United States Monetary Policy

United States

Fed continues with tapering plans as economy emerges from winter slump

At its policy meeting on 29-30 April, the Federal Open Market Committee (FOMC) announced that it would continue winding down its asset purchase program at the pace it first announced in December. The Fed explained that given the, “cumulative progress towards maximum employment and the improvement in the outlook for labor conditions,” it has decided to, “make a further measured reduction in the pace of its asset purchases.” Starting in May, the Fed will conduct purchases of USD 25 billion in long-term Treasury securities and USD 20 billion in mortgage-backed securities per month, down from USD 30 billion and USD 35 billion respectively. This cumulative USD 10 billion reduction equals that which was implemented after each of the previous three meetings. The Fed expects that maintaining a portion of the original purchase program will continue promoting economic recovery. If the winding down of asset purchases continues at the current pace, the program will end in December of this year.

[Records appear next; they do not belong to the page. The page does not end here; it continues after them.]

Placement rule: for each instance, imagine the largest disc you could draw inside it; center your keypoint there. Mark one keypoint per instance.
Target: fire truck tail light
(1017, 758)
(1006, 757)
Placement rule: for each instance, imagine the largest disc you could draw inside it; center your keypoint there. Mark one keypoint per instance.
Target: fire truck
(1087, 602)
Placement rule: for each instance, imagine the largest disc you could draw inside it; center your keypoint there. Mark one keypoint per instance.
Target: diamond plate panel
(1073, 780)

According to the Fed, growth in economic activity picked back up in recent months after having been hampered by harsh weather during the winter. In terms of the labor market, the Fed pointed out that recent indicators were mixed but showed some improvement, although the unemployment rate remains elevated. Moreover, while business fixed investment has edged down and the housing market recovery has slowed, household spending appears to be on the upswing. The Fed considers there to be, “sufficient underlying strength in the broader economy to support ongoing improvement in labor market conditions,” and will continue to monitor economic developments. As in previous meetings, the Fed stated that if there are further improvements in the labor market and if inflation continues to move towards it long-run objective it, “will likely reduce the pace of asset purchase in measured steps at future meetings.” However, the Fed reiterated that asset purchases are not on a “preset course” and its decisions remain contingent upon sustained economic improvements.

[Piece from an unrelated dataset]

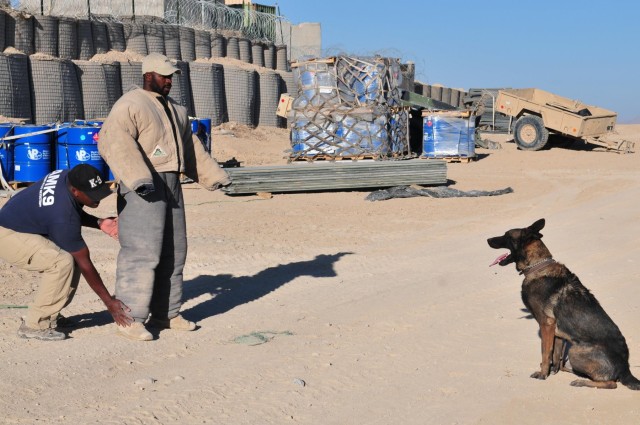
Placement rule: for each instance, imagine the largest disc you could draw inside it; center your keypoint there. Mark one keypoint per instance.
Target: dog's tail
(630, 381)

Meanwhile, in order to support continued progress in the economy, the FOMC announced that the federal funds target rate would remain within the current range of between 0.00% and 0.25%. The Fed maintained the new forward guidance regarding this low target range, which was introduced at the previous meeting. Specifically, future decisions to hike the rate no longer depend on a 6.5% unemployment threshold, but rather on the assessment of a, “wide range of information, including measures of labor market conditions, indicators of inflation pressures and inflation expectations, and readings on financial developments.” Moreover, the Fed indicated that it would likely be appropriate to maintain the current low target range for the federal funds rate for, “a considerable time after the purchase program ends.” The Fed currently anticipates that economic conditions will warrant keeping the rate at low levels, “even after employment and inflation are near mandate-consistent levels.”

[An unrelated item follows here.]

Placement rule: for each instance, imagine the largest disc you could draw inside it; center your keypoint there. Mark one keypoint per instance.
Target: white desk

In terms of price developments, monetary authorities explained that inflation is still, “running below the Committee's longer-run objective,” while adding that long-term inflation expectations have remained stable. The Fed recognized that inflation persistently below its 2.0% target could pose risks to economic growth and it is waiting for evidence that inflation will move back toward this objective over the medium term.

FocusEconomics Consensus Forecast panelists expect the Fed to keep interest rates unchanged in 2014. Next year, the panel sees the federal funds rate averaging 0.73%.